19 март, 2016

take me to church

There some irony in nights like this. In her looking at me like she owns it all, not having any idea what happens when she's not around. This sounds way worse than it actually is. I must have looked the same way when I was in her place. I know all his moves down to the last one and I feel tempted to try and wrap him around my finger just to put her in her place but... It's not my place to do so and that's just my dark side wanting to destroy things. 
Fine, let's say you're testing me. Can you like... Let me know? I feel like I'm walking on thin ice all the time, waiting for it to break, almost hoping it does sooner rather than later so at least I know my sentence. I even go back to my defense mechanisms where I try to ruin things before they ruin themselves. I keep putting it off and waiting for March, needing an excuse to not deal with things. Or even wondering if there's something to deal with in the first place. Yeah, that insecure. And that much I don't trust my own instincts, questioning my every more and doubting my every decision. Well, there's a reason why I'm still holding on and also a reason why he hasn't given up on this. And tonight I got another little reason to hope, so I'm not ruining anything just yet. 
Even the fact that I am considering just going out with someone else feels like cheating and I'm not even in a relationship. Either something is really wrong with me or it's just that something is wrong with everyone. 
People are amazing! Some of them have fire inside of them and it lights you up as well.
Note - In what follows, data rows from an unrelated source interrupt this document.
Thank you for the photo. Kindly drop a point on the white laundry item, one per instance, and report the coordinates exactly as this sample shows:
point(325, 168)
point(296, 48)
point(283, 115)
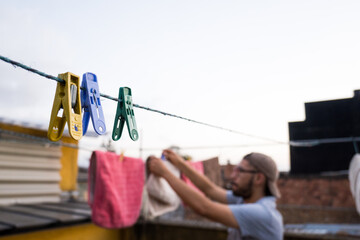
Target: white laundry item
point(159, 198)
point(354, 180)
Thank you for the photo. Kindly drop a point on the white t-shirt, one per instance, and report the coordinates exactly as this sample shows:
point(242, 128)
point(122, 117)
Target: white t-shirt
point(259, 220)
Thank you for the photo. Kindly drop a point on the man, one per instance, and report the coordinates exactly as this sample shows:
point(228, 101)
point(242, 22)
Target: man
point(249, 210)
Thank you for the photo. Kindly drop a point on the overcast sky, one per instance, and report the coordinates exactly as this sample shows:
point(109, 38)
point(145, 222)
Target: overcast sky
point(244, 65)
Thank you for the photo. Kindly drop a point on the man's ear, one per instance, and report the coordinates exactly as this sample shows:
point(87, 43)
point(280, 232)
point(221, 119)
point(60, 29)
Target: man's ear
point(260, 178)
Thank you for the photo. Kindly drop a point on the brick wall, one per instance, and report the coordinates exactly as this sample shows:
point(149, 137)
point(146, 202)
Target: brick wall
point(316, 199)
point(330, 191)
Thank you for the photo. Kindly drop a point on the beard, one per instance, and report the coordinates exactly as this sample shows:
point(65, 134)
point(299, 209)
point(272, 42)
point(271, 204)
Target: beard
point(244, 192)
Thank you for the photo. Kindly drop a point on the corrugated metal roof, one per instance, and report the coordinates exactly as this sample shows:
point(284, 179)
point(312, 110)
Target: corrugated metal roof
point(323, 229)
And I am enough. The only reason my story sucks so far is because I choose people who make me feel like I'm not good enough without ever trying to first solve their own issues. So now instead of people I have issues. 
I do belong and not just to myself. I know it doesn't matter because he doesn't want me to and he doesn't even know it (or pretends so), I'm his. And just for tonight I don't care if he's not mine. I swear I had to force myself to let him go last night. It's getting harder to hide and control my feelings but I good my reminder how much it sucks when it all falls apart and chances are it will because that's just my luck. I'd rather have him this way than have it all and lose it yet again. And it's not a nice feeling to stand on the sidelines when you used to be the star. Yet another story of my life. Time to sleep it off and keep pretending I couldn't care less. Hopefully it won't be just pretending some day.